The beheadings are said to be the work of the Gulf Cartel's Zeta assassins operating out of nearby Guadalajara. With all the broken skulls, genocides, cut throats, black site torture chambers and mass graves in this world, the flies of American and Mexican media somehow chose these five heads, upon which to alight. It was the Styrofoam coolers of course - the horror of opening such an everyday thing as a cooler and finding human heads - fresh horror served up for the teeming nobodies out there, a reminder of their powerless in the face of the jackals.
And from the Ixtlahuacan mesa, the lights of Guadalaraja sizzle like a jeweled bioluminescent squid sprawling across the "Valley of Stones" groping for the cool waters of el rio.
El Rio Ganges
From the mountains you can see the Lerma River, a copper ribbon of toxic chemicals and life-giving water, winding toward Michoacan and Guanajuato, disappearing into the horizon with its implications of eternity. Since I came to Mexico, I've had a recurring dream of just such a river. In that river flows the toxic heartbreak that attends men's lives, wars, past wives, love won and love lost, or youth simply thrown away, inseparably mixed in with all that sustains us - a dream of el rio.
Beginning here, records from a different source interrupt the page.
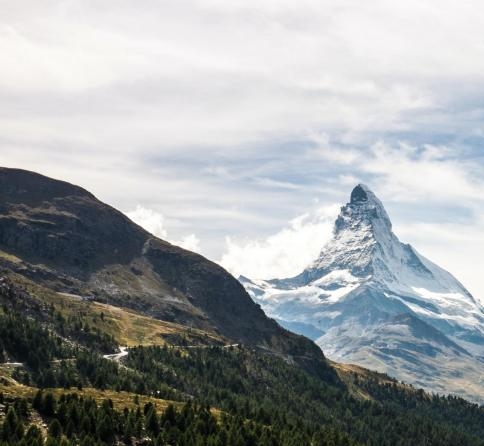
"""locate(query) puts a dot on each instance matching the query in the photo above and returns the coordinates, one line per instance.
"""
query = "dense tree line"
(76, 420)
(265, 399)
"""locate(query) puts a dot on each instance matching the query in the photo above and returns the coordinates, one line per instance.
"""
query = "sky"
(238, 128)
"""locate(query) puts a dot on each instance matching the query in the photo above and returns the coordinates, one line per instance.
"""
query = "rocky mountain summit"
(371, 300)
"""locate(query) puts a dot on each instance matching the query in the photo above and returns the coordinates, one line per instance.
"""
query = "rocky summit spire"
(364, 213)
(359, 194)
(371, 300)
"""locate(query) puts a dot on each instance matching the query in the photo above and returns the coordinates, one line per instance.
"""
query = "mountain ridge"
(364, 280)
(63, 237)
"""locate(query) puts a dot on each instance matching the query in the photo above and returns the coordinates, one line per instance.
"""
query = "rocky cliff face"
(374, 301)
(63, 237)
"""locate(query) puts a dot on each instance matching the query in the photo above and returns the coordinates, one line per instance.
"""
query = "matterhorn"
(371, 300)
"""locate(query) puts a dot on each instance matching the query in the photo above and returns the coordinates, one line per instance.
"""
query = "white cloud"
(150, 220)
(231, 117)
(154, 223)
(284, 253)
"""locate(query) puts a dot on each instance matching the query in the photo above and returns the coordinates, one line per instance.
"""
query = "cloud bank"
(231, 119)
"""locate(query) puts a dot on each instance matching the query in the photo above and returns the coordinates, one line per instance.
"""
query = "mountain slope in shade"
(371, 300)
(62, 237)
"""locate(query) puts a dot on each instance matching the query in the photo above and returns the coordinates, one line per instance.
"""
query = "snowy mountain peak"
(374, 301)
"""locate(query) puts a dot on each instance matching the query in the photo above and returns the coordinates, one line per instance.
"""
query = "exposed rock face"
(62, 236)
(374, 301)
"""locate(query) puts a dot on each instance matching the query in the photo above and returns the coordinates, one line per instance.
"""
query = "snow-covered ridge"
(362, 285)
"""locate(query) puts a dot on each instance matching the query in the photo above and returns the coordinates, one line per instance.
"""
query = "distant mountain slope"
(371, 300)
(62, 237)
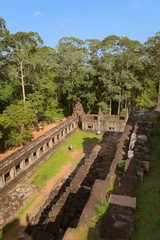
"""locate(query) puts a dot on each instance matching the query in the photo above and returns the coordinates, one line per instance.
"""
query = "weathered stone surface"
(145, 166)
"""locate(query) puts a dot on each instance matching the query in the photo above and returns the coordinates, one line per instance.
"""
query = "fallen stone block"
(124, 201)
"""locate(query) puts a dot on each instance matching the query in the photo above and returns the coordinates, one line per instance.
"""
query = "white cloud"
(38, 13)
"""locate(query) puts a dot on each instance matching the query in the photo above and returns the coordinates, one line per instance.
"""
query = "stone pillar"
(13, 172)
(31, 160)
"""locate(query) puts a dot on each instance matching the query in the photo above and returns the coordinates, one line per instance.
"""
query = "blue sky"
(84, 19)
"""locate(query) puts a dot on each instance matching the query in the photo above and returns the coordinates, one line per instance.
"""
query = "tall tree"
(152, 48)
(22, 45)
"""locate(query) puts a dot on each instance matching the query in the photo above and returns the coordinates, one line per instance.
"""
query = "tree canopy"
(117, 74)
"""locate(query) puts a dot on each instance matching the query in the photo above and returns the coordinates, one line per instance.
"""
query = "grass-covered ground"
(80, 140)
(147, 219)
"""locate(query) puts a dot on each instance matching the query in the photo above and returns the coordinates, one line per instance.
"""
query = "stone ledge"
(124, 201)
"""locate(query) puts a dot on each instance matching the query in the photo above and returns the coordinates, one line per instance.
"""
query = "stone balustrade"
(24, 158)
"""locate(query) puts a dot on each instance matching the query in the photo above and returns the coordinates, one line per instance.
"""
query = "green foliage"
(102, 208)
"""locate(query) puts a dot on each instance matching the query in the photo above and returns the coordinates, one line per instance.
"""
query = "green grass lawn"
(79, 140)
(147, 219)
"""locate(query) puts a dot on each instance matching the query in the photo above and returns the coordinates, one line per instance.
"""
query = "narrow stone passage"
(64, 209)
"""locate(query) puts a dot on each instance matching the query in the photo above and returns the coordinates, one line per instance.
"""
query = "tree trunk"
(119, 104)
(158, 104)
(22, 83)
(110, 106)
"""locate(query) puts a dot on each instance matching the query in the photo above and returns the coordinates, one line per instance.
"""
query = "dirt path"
(41, 196)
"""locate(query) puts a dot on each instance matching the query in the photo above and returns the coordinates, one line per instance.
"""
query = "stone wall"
(11, 167)
(99, 122)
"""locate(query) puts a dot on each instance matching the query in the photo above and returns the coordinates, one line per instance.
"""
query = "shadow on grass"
(7, 229)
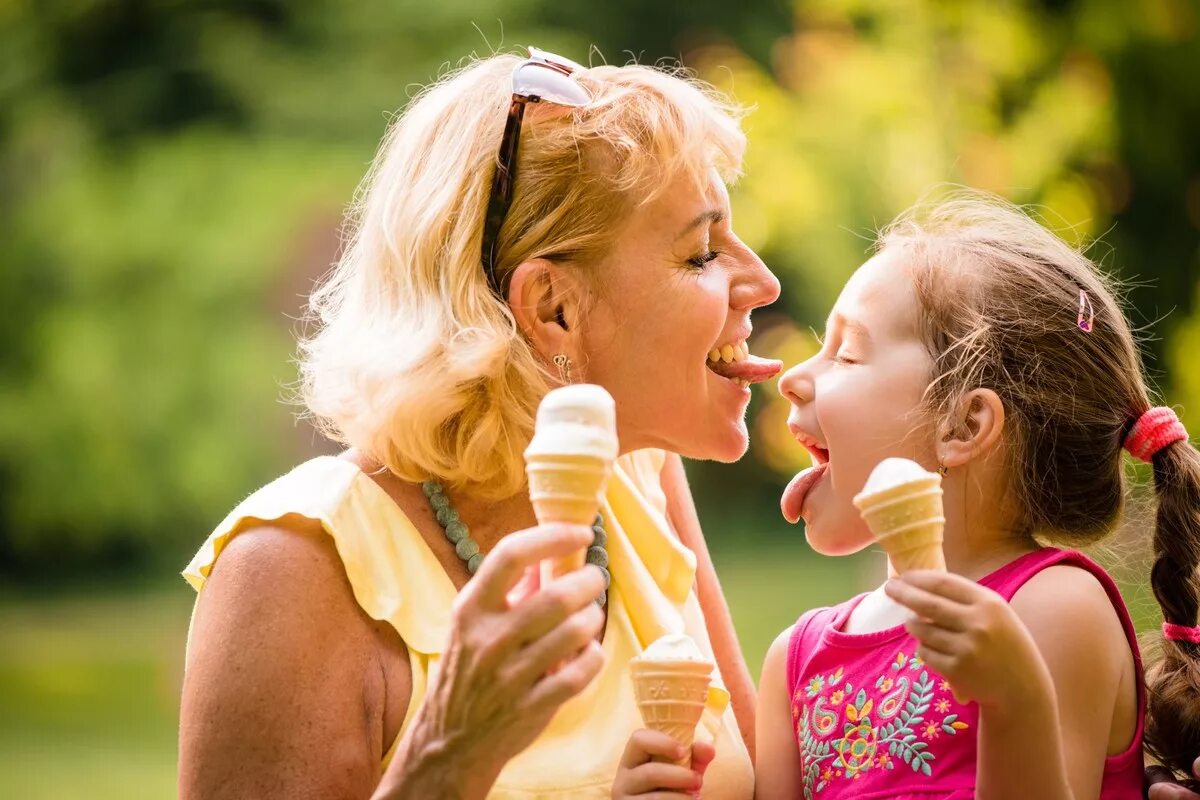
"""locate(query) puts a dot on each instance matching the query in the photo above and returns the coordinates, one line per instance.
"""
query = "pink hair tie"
(1153, 431)
(1181, 632)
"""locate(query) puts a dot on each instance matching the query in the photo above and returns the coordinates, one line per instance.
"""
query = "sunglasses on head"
(541, 78)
To a still mind, every river is a Ganges, in which you can hear the murmuring of all the human souls that have ever been or will be. The river can give rise to great questions, as well as answer them -- even questions so great as where we go in death:
"Back," murmurs the river, "back to from whence you sprang. Back into the common broth of human consciousness, back to the realm of the newly born and the newly dead. You may come with your bowing and shouting, or with your crying and killing. But you will come and you will sink beneath those currents where all men great or puny die alone -- to be reborn in the next screaming infant evicted from the river's womb, into the terrible light of the world. Good luck, kid."
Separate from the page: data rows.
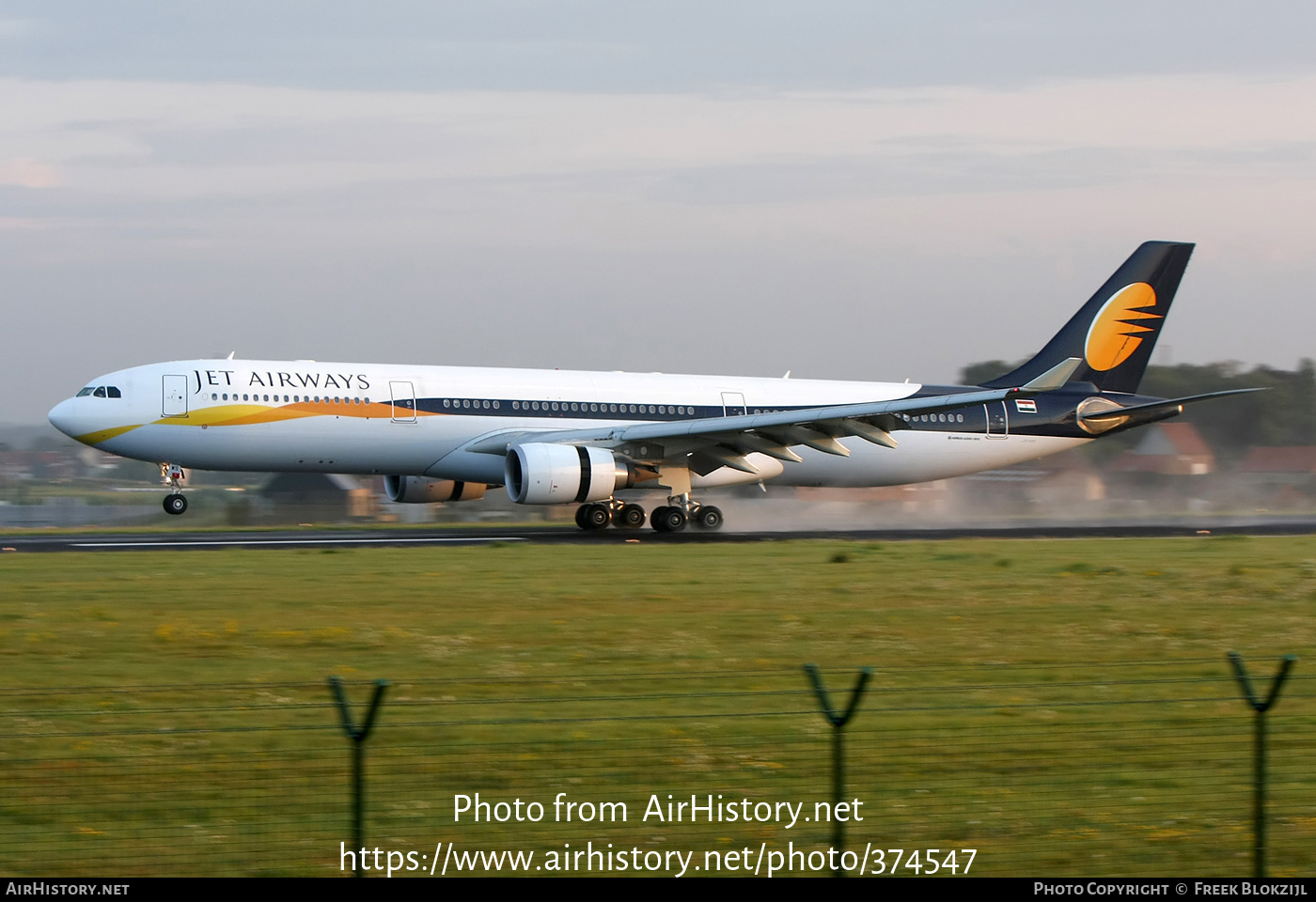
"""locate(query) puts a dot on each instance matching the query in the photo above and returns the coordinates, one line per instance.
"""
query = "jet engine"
(423, 490)
(562, 474)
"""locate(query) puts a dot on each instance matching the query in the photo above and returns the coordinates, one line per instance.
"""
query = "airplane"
(562, 437)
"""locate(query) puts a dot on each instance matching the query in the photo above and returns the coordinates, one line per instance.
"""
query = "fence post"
(1259, 814)
(838, 722)
(358, 760)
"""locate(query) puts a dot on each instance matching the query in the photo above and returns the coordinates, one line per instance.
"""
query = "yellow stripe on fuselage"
(250, 414)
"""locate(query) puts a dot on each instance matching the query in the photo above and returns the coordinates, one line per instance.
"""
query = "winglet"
(1053, 378)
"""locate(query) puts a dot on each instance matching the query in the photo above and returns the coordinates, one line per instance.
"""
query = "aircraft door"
(174, 396)
(404, 401)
For now though, the dusky mountains are beautiful, their canyons as inviting as any woman's thighs; tantalizing but unobtainable, therefore evoking aloneness. When a man is most alone in such mountains, he may hear voices. Whispering voices, or sometimes accusing voices, interrogating voices, coming from the chaparral-bearded bluffs, pocked with caves and petroglyphs of fantastic birds, chiseled glyphs of undying love (Pedro loves Socorro, 1971), and the etched footprints of Kokopelli dancing on the cunt of the world. Range upon range of lava mustachioed mountains ask questions.
"Who piled up the ruin at my feet, that thing called civilization? Who dragged all this stuff in here? That junk pile of locomotives, masonry, hair dryers, cathedrals, cathode ray tubes, ballistic missiles and sailing ships and cell phones, the library mausoleums of dead books where homeless old men take spit baths in the toilet, the political temples illuminated by its troupes of flaming whores? Who created this mess and dragged in these dark days? Was it you?"
---
Snap to, Bageant! Collect yourself. You've got stuff to do. Stuff to give a shit about… like finding Maria.
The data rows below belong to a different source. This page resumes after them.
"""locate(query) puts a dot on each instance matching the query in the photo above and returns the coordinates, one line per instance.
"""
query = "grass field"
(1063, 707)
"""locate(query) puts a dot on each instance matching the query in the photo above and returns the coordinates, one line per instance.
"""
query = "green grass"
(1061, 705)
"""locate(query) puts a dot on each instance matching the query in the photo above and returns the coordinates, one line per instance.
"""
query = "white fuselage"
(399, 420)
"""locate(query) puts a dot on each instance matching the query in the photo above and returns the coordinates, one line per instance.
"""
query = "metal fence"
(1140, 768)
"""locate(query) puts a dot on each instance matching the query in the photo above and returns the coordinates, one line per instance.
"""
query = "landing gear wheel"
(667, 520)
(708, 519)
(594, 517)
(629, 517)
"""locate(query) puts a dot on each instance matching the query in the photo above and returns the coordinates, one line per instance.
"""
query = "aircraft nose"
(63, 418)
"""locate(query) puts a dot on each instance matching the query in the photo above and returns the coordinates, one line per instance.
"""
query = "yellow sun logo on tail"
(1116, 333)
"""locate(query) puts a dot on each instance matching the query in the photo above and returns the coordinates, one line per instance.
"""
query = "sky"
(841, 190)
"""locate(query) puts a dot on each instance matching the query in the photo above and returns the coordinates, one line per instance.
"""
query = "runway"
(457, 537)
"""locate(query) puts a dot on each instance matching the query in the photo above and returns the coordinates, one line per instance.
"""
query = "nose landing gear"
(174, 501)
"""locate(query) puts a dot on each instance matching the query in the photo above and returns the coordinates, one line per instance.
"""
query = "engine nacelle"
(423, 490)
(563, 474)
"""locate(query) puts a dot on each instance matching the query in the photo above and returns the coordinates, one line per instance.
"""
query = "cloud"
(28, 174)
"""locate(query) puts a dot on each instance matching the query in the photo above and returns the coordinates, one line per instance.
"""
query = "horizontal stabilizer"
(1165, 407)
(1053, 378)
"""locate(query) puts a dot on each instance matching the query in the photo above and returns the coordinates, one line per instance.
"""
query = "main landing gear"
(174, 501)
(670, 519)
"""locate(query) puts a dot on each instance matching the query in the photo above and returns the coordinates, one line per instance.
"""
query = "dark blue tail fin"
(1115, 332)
Oh yeah, Maria, the Indian curanda who sells eight-inch bud in a plastic bottle for three bucks. The bud is drowned in pure alcohol, the same stuff the charros drink up in the hills, and the solution is sold as an ointment to be rubbed on the joints for arthritis pain. Some gringos pour it in Sprite.
Well then. To hell with this brooding over dark days. Let us find Maria. Larry the cop says, "Count me in. Let's go."
So goodbye, Kokopelli, I'm bound for el rio… and I won't be back till these dark days are gone.